Lost, Not Stolen: The Conservative Case that Trump Lost and Biden Won the 2020 Presidential Election, by John Danforth et al

Second paragraph of third chapter:

According to Michigan election officials who certified the results, President Biden carried Michigan by a margin of 154,188 votes out of 5.5 million cast.113 Biden received 50.6% of the vote and Trump received 47.8%.114 In 2016, Trump carried Michigan by a margin of 10,700 votes out of roughly five million cast.115 Trump received 47.3% of the vote.116 Clinton received 47.0%.117
113 Michigan Election Results 2020, POLITICO (last updated Jan. 6, 2021), https://www.politico.com/2020-election/results/michigan/; Michigan Bureau of Elections, Audits of the November 3, 2020 General Election 1 (2021), https://www.michigan.gov/documents/sos/BOE_2020_Post_Election_Audit_Report_04_21_21_723005_7.pdf.
114 Michigan Election Results 2020, supra note 113.
115 Id.
116 Id.
117 Id.

A short but very stern report signed by eight leading American conservative lawyers; the two I had heard of are former senator John Danforth, who was briefly the US ambassador to the United Nations in 2004, and Ted Olsen, who was solicitor-general under the younger Bush and whose wife was killed on 9/11. The actual author of most of it is presumably an unnamed researcher working for one of the eight (my money would be on Michael W. McConnell, who is a university professor and thus has access to the necessary resources of both young people and information).

In any case, it’s very straightforward: the report simply summarises all 64 lawsuits initiated by the Trump campaign and its supporters in the six key states of Arizona, Georgia, Michigan, Nevada, Pennsylvania and Wisconsin, and describes why each was lost or withdrawn. I don’t think it will be news to anyone reading this that there is simply no evidence of fraud on behalf of the Biden campaign in those states at all, let alone anything large enough to have affected the outcome. It’s forensic and not too long (69 pages).
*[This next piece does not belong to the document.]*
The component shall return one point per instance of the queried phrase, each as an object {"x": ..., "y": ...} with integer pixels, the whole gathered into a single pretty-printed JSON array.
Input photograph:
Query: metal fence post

I dabbled in this issue a bit myself, on the morning after the 2020 election when a journalist friend called me for comment on Trump’s threat to take the election result to the Supreme Court. At a moment when a lot of commentators were holding their fire (in many cases because they were still in bed), I said on the record that Trump had no case, and that even if he did, he’d have to fight through lower level courts first. I consequently found my name popping up in mentions in Chinese (both Hong Kong and Taiwan, and presumably the mainland as well), Indonesian and Vietnamese as well as the less unusual Spanish, Portuguese, Italian and Greek.

I did not think I was doing anything more than stating the obvious, but sometimes the obvious needs to be stated, and this report does it at greater length and more effectively than me. I spoke, of course, before the 6 January 2021 attempt to overthrow the democratic results of the election, which Trump incited and directed, so it still needs to be said. You can get the report here.